For some unknown reason, teenagers are committing more and more suicide (again, is it just in the US or what about the rest of the world?). It’s gotten to the point where teenage suicide is considered an epidemic. As a result, a new experimental program has been created to fix this called… the Program (what is it with dystopias and their names for stuff? Would it kill them to make it more original??) But the… Program is not perfect, it works by brainwashing teens and eliminating their memories so they won’t be suicidal anymore (don’t ask me how that makes sense because it doesn’t).

Sloane has lost her brother because of the pandemic, and then her best friend because of the program. Now all she has left is her boyfriend James and best friend Miller but she’s afraid that the Program will take that too, and afraid that they could take her as well.

Every time I read a book about mental illness I try to keep an open mind because I know that not everybody experiences it the same, so I won’t go around saying “Oh that’s not how I see it so it can’t be true!”
Sadly enough, this is not a case of “it’s me not you” this is a case of an author who tried to use mental illness as a plot device and didn’t even do any kind of freaking research on it.

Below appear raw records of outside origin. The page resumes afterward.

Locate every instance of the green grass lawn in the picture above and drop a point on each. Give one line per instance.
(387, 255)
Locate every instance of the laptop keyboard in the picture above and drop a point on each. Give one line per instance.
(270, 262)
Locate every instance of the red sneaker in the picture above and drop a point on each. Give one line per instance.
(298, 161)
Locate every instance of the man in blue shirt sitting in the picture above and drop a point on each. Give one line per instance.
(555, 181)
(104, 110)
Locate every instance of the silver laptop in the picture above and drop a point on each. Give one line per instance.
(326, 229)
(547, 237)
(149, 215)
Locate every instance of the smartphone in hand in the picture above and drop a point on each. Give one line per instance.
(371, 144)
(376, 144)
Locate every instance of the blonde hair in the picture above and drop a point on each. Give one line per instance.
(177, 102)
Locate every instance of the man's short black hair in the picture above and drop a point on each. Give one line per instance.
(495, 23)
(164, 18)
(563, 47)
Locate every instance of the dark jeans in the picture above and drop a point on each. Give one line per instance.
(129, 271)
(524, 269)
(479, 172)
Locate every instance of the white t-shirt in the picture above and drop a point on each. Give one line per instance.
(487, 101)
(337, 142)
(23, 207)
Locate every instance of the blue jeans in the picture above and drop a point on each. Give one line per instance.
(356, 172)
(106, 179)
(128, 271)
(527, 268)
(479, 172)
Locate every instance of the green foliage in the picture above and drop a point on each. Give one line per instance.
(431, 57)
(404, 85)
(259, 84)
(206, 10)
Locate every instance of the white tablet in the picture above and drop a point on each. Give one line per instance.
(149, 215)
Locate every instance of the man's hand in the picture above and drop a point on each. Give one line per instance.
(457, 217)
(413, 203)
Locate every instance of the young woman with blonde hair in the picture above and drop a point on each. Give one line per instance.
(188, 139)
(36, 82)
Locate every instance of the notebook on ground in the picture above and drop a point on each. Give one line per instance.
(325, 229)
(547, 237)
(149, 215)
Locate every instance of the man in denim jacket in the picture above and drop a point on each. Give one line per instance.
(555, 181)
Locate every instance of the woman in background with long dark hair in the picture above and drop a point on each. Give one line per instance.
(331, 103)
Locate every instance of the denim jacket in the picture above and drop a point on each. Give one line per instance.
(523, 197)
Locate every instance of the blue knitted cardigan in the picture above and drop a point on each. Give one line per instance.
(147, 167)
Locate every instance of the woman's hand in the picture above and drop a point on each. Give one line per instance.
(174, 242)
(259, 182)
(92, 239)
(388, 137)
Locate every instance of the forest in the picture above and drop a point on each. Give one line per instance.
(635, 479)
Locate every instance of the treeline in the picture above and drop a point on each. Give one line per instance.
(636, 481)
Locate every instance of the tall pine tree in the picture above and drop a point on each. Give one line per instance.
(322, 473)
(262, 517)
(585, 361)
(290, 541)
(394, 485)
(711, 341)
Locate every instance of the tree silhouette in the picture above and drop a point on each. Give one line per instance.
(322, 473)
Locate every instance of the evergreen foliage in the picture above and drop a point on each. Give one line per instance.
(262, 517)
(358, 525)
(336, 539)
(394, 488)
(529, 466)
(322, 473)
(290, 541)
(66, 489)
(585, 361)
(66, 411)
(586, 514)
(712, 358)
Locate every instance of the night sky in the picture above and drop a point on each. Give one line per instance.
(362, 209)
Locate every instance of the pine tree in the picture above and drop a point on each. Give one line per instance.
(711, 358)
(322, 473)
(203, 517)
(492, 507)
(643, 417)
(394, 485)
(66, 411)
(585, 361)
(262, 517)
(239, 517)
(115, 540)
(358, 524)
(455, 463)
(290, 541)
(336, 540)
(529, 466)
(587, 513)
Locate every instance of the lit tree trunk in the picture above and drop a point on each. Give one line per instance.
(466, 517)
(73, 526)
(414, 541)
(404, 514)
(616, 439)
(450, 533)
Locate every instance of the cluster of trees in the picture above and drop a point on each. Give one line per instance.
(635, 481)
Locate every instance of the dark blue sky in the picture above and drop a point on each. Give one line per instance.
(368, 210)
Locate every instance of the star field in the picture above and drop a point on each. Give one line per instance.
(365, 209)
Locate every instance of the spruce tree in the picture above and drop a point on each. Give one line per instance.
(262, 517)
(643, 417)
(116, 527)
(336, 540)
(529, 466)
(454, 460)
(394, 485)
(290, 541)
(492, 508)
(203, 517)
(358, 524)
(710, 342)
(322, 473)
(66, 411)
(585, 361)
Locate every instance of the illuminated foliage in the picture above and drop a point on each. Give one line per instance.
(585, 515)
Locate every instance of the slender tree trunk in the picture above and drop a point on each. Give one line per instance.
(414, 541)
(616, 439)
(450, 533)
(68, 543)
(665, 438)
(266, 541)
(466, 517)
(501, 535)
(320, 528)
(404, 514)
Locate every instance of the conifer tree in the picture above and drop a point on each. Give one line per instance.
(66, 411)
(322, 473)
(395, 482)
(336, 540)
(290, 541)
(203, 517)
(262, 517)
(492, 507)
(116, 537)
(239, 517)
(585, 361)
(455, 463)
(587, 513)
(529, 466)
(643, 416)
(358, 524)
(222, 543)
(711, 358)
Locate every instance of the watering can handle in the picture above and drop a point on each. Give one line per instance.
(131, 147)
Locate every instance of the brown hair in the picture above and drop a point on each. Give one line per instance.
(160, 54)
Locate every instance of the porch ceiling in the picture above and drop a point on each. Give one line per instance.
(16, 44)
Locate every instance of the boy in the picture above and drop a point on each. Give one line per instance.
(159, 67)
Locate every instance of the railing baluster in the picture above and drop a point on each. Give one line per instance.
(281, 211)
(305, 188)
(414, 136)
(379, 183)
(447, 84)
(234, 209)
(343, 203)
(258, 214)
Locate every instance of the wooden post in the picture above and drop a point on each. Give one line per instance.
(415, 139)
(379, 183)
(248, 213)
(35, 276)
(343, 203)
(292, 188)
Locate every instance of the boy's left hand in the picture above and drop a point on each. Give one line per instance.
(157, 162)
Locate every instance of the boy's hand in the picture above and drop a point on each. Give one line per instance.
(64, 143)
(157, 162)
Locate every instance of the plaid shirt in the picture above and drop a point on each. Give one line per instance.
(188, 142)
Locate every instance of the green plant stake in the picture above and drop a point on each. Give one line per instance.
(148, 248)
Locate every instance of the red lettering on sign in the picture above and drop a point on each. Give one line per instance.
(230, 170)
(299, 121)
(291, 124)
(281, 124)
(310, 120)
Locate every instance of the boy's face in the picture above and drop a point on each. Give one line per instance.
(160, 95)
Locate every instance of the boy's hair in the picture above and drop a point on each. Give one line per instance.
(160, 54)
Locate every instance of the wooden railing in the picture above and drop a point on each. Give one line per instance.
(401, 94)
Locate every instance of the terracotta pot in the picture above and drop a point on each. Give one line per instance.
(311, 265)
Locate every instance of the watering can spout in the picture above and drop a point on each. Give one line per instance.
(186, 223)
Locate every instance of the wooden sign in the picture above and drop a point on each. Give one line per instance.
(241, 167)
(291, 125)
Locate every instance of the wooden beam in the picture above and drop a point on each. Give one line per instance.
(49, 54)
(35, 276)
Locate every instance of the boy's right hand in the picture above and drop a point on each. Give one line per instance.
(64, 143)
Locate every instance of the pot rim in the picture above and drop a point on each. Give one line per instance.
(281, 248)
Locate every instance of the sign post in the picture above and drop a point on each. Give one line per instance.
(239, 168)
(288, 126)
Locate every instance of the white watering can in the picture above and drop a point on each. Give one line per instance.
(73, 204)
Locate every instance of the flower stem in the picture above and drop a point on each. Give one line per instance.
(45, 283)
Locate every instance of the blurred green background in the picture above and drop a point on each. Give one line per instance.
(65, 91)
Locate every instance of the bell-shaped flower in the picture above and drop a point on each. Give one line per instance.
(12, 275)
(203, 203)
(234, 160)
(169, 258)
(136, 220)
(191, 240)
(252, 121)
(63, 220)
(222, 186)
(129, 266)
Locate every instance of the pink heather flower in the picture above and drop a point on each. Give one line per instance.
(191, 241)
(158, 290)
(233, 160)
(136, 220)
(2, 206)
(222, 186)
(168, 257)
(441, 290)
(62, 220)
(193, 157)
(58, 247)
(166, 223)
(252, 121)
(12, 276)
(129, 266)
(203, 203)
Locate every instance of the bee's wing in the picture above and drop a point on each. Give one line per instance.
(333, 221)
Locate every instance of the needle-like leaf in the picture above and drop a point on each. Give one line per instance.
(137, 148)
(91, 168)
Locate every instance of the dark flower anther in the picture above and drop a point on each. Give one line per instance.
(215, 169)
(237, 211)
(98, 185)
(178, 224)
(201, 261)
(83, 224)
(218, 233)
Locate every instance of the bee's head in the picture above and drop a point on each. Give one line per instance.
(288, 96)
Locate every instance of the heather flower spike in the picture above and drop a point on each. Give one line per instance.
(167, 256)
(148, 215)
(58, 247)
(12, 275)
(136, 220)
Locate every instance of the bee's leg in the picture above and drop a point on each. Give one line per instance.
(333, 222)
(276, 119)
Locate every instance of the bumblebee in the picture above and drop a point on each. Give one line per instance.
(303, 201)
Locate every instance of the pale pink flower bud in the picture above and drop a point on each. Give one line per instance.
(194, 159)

When I first started reading, I knew that there was something wrong. The Program forbids students from doing sports (because the competition would put too much stress on them) forbids them from expressing their feelings (you cry and you’re sent to being brainwashed). Basically the program did EVERYTHING you should NOT do to help people with depression and/or suicidal tendencies.

But first I was optimistic and thought “Huh, maybe this program represents people’s misconceptions about mental illness and how they affect people?” I mean, it made sense. We know that there are many clichés and beliefs about this, so when people try to help they can end up doing more bad than good.

The further I got into the story the more I realized that that was not the case here, and that in fact the whole book was one huge misconception about depression and suicide told as “fact”.

Look, I know that when you write (and particularly fantasy or dystopian) you can take a few liberties. After all, books would be boring if authors did everything by the book and didn’t create anything new, right? But you have to draw the line, and The Program takes a very serious topic such as mental illness and trivializes it to the point where it almost looks like it’s making fun of it. I’m pretty sure (at least I hope so) that this was not the author’s intention, but you can’t argue with the results here.

Nothing is taken seriously, and nothing is explored in depth. Depression here is… crying? From time to time apparently? And suicide is something that happens all of the sudden and for no reason at all. One minute the person is totally fine, the next they have mood swings, then they start drawing black holes like in The Ring, and then they kill themselves. There was no explanation for it, these people were apparently attacked by the disease and decided to die. That was it.

It didn’t help that the story was narrated by Sloane, and she wasn’t suicidal nor depressive.
BUT, apparently she was because she wanted to cry when she remembered her brother who had killed himself, or when she was afraid of being taken by the Program and being brainwashed into someone new. I mean, the girl laughed, lived, enjoyed and not sporadically. She only felt sad from time to time when she remembered the shitty situation she was in, but because she couldn’t be 100% happy 100% of the time, she was clearly disturbed.

This happened all the time. Crying was the same as being suicidal, cutting yourself was suicidal, drawing black holes was suicidal; basically the book just took some stuff here and there and just smashed them together and said “These are suicidal thoughts! This is depression!” without having actually bothered to do any research on it.
There was no in-depth behind depression or behind the suicides, they just happened to further the plot along. It was sick.

The characters weren’t any better, they had nothing going on. They weren’t interesting, compelling or anything other than cookie-cutter.


I do not recommend this book, I’m too pissed at it.